To wrap up the planting (literally and figuratively), we dressed the soil mounds with straw mulch.  In addition to all of its other advantages—moisture retention, weed control, erosion prevention—the mulch will act as a visual marker of the cucumbers presence, just like the yellow tiles on the edge of a subway platform.  While installing the trellis, we found that it was easy to accidentally step on the mounds and now that the cucumbers are resident, we don’t want that happening again.

Due to the trellis’ location, I had to remove the hose rack and then reinstall it on the fence, two pickets to the right (east).  Eventually, we will install a timer-controlled soaker hose to irrigate the cucumbers but today, I gave them a bucketful of water (laced with fish emulsion).  Tomorrow, rain is forecast (as Tropical Storm Andrea makes its way up the Atlantic coast) so the cucumbers should get plenty of water.

Both the east and west planters are now completely occupied but we’re not done for the day.  This year we are thinking (and moving) outside the boxes and planting vegetables directly in the ground.

Yesterday, we removed the sod (see May 26, 2013) from the now-sunny area west of the west planter and covered it with mulch.  Today, we laid out the locations for the six mounds on which the squashes will grow.  A week ago, we had figured three-foot-diameter mounds spaced at three feet on center (see May 19, 2013) but looking at my sketch today, I noticed that I didn’t leave any walking space at the far end.

As I reconsidered the layout, I realized that because we are staggering the mounds, they can be spaced closer together.  We adjusted the west walkway from 2’-0” to 1’-9” and the spacing from 3’-0” to 2’-9” and were able to gain 1’-9” at the west end (I find the symmetry to be pleasantly reassuring).  This will be very helpful because the grade drops off steeply just beyond the garden area.

We extended a measuring tape along the ground longitudinally to form a baseline and then used a carpenter’s rule to measure the offsets in the short direction.  At the center of each mound, we pounded in a wooden stake.  After setting each stake, we checked our spacing both longitudinally and diagonally (we calculated that each mound should be about 3’-10 1/2” from its kitty-corner neighbor) and everything checked out.

When we got to the end, however, the final dimension looked a little short.  In fact, after measuring it I found that it was off by 3 inches.  In setting out the stakes, I had forgotten to reduce the first dimension (measuring twice doesn’t help if you are using the wrong number!).  We could have moved all of the stakes but decided that what we had was good enough.  Plus, having more clearance next to the planter is probably better than having symmetrical edges.

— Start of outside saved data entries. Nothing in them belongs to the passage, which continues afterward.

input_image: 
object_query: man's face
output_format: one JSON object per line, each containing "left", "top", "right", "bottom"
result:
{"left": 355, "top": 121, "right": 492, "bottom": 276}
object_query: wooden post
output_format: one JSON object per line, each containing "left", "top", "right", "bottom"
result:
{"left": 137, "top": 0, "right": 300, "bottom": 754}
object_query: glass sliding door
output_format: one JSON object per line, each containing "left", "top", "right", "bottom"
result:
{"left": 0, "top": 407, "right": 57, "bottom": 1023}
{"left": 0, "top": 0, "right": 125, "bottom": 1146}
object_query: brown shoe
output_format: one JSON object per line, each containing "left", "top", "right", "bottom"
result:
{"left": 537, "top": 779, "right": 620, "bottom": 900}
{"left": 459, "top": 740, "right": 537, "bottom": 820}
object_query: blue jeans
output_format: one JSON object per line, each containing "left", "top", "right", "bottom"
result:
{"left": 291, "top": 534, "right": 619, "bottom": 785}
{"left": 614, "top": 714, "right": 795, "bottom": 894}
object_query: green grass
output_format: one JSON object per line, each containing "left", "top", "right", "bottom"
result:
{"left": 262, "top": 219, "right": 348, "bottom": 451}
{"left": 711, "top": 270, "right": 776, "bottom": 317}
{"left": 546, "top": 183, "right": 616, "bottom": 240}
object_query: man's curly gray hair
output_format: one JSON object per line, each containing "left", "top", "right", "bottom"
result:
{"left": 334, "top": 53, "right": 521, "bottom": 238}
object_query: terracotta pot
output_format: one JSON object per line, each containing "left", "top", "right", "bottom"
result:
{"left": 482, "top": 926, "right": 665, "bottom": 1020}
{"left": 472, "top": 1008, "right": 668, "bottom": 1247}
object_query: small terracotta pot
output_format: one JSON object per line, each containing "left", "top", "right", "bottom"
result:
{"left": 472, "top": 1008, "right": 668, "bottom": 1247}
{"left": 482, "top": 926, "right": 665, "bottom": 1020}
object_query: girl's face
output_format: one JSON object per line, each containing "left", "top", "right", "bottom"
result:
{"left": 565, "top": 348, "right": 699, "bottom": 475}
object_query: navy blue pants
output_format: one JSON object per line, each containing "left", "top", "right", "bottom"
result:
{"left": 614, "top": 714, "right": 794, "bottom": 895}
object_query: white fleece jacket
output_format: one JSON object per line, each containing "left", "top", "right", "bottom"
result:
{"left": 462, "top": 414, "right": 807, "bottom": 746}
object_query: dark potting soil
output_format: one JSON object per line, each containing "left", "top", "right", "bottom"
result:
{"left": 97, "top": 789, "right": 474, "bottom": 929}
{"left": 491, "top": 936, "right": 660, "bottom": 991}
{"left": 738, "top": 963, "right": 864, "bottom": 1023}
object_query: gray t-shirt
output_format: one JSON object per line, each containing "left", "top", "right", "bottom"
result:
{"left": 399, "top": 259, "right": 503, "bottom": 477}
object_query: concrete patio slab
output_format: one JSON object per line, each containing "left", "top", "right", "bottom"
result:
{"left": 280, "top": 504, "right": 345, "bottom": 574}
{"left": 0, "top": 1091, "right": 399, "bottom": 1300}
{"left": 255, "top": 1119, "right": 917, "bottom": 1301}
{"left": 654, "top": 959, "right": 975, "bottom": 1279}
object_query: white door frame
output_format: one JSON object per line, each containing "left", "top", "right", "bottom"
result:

Next, we set our tape measure and rule to 18” and, placing one end against each stake, slowly rotated around it, removing the mulch to create a three-foot-diameter clearing.  We redistributed the mulch to the surrounding areas and were left with what looked like a small set of crop circles (we’ll keep an eye out for alien invaders).

Then, we dug.  Or, more accurately, we picked at the soil with shovels.  As I have noted many times before, the soil in this part of the yard is fill brought in during the pool renovation many years ago.  It is not of very high quality (from a gardening point of view) and is composed primarily of clay and rock.  Digging it is a slow, tedious project (the kind of task usually given to prison inmates).

After an hour of hacking away, each of us had dug one hole about 16 inches in diameter and six inches deep.  A large rock protruded into the hole I was digging and even with both of us working on it, we could not get it to budge; the squash plant who will live here will just have to work its roots around it.  Because it was getting late in the afternoon, we opted to plant these two locations and come back to the others later.

To fill the hole and create mounds (to elevate the plants above grade), we combined equal parts (roughly) of compost and peat moss, using the wheelbarrow as a mixing bowl.  I dumped the soil into the holes and Rachel formed it into mounds.  At the top of each mound, we dug a small hole into which we placed a summer squash seedling.

Finally, we covered the mounds with straw mulch.  In addition to helping the soil to retain moisture and discouraging the growth of weeds, the mulch should prevent the soil from washing away in a heavy rainfall (of which we can expect many over the course of the summer).

Slightly ahead of schedule, the lettuces have begun to sprout.

It is possible that they started a day or two earlier because, following the advice of Late Bloomer’s friend Farmer Jack (see the excellent “Planting Lettuce – Episode 7”), we had been keeping the lettuce covered with moist towels (actually, we used old napkins).  Also, the seedlings are very small.  Even had the ground not been covered, they would have been hard to spot.

The towel method works well.  We found that we needed to water the lettuce only once per day to keep it sufficiently moist that the soil never went dry.  In addition, by watering with the towel in place, I didn’t have to worry about disturbing the soil and seeds from the force of the water spray.  It’s too bad there is no way to keep the towel in place now that the sprouts are up.

We have also been following Farmer Jack’s admonition to “live in the garden” and visit all of the plants at least twice a day, morning and evening.  With luck, our lettuce (and other vegetables) will prosper as much as his.